We can model Talb's world as an infinite grid, where each square represents a city and he can get from any city to the cities situated to the East, West, North or South of his current location. After he starts his journey, Talb will only pass through a neighbouring city if he hasn't passed through it before.
Now, Talb is wondering how many different ways there are to make such journeys. If we can perform a translation operation over a path (to either of the four possible directions) and get another possible path for the journey, then the paths will only be counted once. In other words, the paths: North, North, North and South, South, South are the same, as we can overlap the two paths performing a translation (either the first path to the south, either the second one to the north).
Input
N, the number of cities.
Output
The number of distinct possible paths.
Constraints
- 1 ≤ N ≤ 13
Sample
Input | Output | Explanation |
---|---|---|
2 | 2 | The only two possible paths from the initial position are: North and East. Other paths are translations of these. |
3 | 6 | The six paths are in shape of: a vertical bar, an horizontal line, and the four possible rotations of a L-shape, all made of three cubes. |
Solution by Gabriel-Robert Inelus
In order to solve the problem we must imagine that we are in the middle of an infinite grid at coordinates (0, 0). Hence, at any step we can move from the current position (i, j) to:
- (i+1, j)
- (i-1, j)
- (i, j+1)
- (i, j-1)
Thus, we will use a backtracking algorithm which generates all these solutions; however, there will be repetitions which must be taken care of.

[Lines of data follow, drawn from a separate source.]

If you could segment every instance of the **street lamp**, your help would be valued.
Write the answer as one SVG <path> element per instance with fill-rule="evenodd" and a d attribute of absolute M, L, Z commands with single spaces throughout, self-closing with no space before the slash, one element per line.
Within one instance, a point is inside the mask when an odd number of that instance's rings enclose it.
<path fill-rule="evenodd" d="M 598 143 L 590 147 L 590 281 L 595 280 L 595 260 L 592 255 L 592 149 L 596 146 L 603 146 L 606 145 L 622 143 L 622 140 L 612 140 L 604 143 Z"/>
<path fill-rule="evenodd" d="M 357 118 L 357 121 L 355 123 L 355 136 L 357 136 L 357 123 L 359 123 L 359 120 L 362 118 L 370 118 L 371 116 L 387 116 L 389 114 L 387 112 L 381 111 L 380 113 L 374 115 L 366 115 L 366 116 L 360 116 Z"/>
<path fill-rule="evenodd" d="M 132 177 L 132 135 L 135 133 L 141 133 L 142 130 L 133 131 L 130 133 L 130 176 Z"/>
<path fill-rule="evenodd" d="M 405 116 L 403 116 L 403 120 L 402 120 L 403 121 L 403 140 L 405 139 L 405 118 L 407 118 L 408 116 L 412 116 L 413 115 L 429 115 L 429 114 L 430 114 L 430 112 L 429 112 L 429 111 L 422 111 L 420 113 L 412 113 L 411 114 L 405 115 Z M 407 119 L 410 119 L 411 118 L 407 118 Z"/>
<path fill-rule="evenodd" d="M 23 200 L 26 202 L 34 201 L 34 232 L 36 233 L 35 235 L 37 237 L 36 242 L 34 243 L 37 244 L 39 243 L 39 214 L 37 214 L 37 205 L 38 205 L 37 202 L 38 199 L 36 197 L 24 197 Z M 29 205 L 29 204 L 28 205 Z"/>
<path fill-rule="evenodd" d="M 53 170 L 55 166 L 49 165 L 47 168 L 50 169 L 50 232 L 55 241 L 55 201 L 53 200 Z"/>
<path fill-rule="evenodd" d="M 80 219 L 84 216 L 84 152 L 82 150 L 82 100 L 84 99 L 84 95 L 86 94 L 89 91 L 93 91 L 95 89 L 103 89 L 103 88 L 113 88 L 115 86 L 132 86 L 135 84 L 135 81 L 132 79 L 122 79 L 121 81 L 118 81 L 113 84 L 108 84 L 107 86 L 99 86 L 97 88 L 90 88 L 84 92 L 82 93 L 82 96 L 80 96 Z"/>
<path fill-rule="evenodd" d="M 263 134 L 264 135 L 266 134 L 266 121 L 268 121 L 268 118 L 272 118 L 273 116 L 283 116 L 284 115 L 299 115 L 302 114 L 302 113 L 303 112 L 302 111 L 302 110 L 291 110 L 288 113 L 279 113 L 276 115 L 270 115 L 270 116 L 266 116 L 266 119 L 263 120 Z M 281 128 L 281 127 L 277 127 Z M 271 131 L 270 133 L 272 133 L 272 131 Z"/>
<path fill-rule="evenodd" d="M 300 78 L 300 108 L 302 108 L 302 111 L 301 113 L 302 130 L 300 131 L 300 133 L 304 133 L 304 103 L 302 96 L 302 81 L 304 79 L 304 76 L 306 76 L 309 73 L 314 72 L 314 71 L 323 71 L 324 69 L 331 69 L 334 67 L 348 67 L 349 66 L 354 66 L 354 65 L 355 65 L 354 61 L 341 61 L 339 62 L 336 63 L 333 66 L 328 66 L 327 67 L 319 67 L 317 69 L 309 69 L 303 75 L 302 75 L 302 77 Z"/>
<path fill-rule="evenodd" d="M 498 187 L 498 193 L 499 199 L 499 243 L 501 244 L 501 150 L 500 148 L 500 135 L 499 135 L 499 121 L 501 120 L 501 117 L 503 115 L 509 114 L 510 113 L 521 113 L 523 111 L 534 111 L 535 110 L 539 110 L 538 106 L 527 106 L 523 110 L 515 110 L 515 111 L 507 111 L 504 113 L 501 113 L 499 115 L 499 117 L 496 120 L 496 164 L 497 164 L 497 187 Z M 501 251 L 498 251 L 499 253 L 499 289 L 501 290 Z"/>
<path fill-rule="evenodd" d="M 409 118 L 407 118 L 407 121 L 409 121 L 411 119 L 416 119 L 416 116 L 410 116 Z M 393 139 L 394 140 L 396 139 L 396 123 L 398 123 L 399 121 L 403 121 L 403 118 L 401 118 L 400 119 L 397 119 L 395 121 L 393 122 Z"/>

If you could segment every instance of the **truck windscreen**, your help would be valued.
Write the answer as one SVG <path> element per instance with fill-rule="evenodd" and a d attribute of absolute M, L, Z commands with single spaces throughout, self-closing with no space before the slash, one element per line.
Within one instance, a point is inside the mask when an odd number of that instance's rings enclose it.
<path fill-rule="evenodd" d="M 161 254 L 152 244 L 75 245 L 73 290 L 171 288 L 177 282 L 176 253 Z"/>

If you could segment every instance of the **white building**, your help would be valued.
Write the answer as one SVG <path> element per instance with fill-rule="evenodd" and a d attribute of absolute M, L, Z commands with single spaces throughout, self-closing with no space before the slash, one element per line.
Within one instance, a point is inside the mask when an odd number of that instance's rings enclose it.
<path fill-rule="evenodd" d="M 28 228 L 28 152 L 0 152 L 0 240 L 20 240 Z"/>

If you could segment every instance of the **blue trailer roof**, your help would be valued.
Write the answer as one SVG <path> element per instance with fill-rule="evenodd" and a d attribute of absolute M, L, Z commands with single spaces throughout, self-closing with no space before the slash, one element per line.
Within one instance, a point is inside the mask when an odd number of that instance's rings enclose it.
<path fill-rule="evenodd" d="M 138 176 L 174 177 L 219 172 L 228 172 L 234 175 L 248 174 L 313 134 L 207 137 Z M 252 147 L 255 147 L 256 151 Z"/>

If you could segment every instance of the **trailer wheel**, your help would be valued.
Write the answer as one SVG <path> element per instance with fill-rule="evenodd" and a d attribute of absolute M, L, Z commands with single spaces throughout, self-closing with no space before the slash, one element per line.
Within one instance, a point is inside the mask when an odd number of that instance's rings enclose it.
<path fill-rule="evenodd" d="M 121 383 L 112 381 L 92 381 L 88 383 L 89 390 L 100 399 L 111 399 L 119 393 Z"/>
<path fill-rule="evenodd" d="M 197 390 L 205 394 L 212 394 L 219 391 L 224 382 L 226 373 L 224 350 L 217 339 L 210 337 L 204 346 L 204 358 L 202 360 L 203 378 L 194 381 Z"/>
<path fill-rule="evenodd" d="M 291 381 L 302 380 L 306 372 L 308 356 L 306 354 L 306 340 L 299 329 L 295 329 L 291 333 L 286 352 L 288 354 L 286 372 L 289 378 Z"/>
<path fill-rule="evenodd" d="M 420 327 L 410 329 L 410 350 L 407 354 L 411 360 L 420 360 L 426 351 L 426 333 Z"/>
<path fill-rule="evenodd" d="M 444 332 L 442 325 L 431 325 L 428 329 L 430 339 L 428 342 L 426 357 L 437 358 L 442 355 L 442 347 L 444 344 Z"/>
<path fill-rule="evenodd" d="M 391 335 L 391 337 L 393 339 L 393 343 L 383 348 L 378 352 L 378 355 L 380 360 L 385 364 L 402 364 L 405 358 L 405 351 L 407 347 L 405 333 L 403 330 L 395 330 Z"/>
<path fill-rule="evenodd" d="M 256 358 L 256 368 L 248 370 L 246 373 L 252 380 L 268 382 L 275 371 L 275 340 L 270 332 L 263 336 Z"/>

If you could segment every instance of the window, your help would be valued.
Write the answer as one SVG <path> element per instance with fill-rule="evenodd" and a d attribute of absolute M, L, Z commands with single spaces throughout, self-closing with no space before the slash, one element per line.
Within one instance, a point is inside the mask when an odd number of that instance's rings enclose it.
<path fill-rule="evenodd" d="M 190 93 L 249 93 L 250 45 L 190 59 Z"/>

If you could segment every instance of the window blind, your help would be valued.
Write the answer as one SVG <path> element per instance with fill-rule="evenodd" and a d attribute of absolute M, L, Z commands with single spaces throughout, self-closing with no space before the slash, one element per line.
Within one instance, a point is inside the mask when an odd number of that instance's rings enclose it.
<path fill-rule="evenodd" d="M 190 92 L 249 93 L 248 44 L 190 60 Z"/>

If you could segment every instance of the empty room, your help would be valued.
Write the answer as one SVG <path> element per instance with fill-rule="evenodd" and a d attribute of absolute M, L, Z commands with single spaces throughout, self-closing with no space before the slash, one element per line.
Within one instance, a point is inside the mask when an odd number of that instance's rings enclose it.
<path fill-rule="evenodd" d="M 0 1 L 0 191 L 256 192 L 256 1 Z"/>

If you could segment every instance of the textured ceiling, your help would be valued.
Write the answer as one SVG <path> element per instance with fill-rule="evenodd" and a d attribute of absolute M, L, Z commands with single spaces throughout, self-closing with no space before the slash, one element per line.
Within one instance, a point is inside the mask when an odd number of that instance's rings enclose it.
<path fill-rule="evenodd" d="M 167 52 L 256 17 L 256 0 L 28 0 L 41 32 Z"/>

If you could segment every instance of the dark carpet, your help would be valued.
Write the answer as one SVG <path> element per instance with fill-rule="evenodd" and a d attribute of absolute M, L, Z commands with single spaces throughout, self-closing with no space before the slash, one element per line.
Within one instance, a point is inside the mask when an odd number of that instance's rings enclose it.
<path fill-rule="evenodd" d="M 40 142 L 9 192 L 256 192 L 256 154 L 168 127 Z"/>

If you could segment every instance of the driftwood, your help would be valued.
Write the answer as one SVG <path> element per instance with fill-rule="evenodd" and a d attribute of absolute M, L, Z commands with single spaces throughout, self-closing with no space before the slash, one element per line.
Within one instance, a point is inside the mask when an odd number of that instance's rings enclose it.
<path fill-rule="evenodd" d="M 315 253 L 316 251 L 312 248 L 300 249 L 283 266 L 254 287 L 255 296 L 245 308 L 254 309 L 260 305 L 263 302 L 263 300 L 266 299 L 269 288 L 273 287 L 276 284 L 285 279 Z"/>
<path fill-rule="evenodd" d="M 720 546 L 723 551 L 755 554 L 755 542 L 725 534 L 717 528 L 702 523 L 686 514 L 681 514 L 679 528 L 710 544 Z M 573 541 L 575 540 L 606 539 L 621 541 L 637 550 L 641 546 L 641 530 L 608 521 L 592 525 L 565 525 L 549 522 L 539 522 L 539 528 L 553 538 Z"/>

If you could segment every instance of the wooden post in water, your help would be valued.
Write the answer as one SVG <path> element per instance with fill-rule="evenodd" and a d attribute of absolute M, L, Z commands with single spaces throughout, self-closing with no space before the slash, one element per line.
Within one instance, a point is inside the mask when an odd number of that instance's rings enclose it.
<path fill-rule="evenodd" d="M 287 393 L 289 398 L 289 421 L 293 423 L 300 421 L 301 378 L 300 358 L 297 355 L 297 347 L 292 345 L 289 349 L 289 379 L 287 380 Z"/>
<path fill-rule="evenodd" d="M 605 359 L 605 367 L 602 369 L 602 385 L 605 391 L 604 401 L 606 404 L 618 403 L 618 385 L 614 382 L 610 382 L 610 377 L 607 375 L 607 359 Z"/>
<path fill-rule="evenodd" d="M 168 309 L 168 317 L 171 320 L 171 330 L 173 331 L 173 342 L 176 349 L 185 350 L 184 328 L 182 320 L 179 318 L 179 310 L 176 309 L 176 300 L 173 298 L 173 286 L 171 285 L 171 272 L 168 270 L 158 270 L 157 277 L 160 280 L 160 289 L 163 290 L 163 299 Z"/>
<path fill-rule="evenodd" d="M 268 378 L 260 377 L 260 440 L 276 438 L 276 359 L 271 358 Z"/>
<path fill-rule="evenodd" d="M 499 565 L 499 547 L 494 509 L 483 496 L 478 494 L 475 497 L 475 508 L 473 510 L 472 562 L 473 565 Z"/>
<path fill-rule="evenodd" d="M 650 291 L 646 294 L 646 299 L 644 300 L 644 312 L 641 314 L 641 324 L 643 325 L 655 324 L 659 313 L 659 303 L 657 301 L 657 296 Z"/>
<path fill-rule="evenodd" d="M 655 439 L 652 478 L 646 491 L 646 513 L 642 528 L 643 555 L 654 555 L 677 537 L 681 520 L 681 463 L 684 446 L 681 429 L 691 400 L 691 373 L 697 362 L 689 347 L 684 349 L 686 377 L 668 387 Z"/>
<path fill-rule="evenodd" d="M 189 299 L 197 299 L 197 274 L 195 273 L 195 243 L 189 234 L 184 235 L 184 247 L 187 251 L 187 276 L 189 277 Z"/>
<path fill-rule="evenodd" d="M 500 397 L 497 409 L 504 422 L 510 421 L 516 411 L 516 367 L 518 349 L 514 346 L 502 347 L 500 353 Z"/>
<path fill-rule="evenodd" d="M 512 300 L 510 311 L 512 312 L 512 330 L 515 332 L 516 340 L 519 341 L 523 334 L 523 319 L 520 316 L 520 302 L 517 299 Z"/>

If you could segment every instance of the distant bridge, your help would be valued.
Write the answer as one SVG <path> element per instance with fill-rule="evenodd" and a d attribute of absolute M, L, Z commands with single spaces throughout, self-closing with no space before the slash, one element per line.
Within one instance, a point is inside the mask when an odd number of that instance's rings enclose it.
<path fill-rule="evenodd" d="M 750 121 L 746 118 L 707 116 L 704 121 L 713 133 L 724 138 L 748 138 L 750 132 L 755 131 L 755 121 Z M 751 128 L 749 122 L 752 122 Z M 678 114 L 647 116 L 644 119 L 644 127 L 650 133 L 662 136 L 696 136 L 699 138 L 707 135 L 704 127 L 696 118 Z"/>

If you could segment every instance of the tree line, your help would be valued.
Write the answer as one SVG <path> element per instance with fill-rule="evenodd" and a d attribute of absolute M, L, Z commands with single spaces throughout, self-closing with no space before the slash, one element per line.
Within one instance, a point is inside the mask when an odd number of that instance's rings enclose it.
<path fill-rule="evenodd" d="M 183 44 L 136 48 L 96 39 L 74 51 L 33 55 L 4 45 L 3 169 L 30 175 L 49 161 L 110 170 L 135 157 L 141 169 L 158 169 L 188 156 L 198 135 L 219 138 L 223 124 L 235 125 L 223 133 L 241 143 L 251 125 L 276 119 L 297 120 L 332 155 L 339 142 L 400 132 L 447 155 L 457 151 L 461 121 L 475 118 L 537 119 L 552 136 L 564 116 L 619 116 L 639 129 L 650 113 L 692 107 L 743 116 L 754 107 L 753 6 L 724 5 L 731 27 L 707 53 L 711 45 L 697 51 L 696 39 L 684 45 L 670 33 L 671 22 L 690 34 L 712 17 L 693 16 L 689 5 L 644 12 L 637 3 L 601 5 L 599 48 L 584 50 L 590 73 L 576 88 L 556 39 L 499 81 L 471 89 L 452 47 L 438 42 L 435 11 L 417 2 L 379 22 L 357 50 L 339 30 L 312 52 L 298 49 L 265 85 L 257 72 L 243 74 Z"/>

The actual problem is to find a method to determine whether or not two paths have the same "shape" given that we are allowed to apply some translation operations to them.
The key idea is that we can find an extreme point on the border of the shapes. A good choice can be to find the element (x, y) of a path, which has the smallest x coordinate and, in case of equality, the smallest y coordinate. Then, we normalize the shape by translating it (originally centered at (x, y)) to (0, 0) by subtracting (x, y) (by components) from all the elements of the current path. After this, we will be left with a normalized path which can be stored in a hash map (for instance, we can use STL map to store some vectors, or unordered_map to store some strings).
The result is the size of the hash map.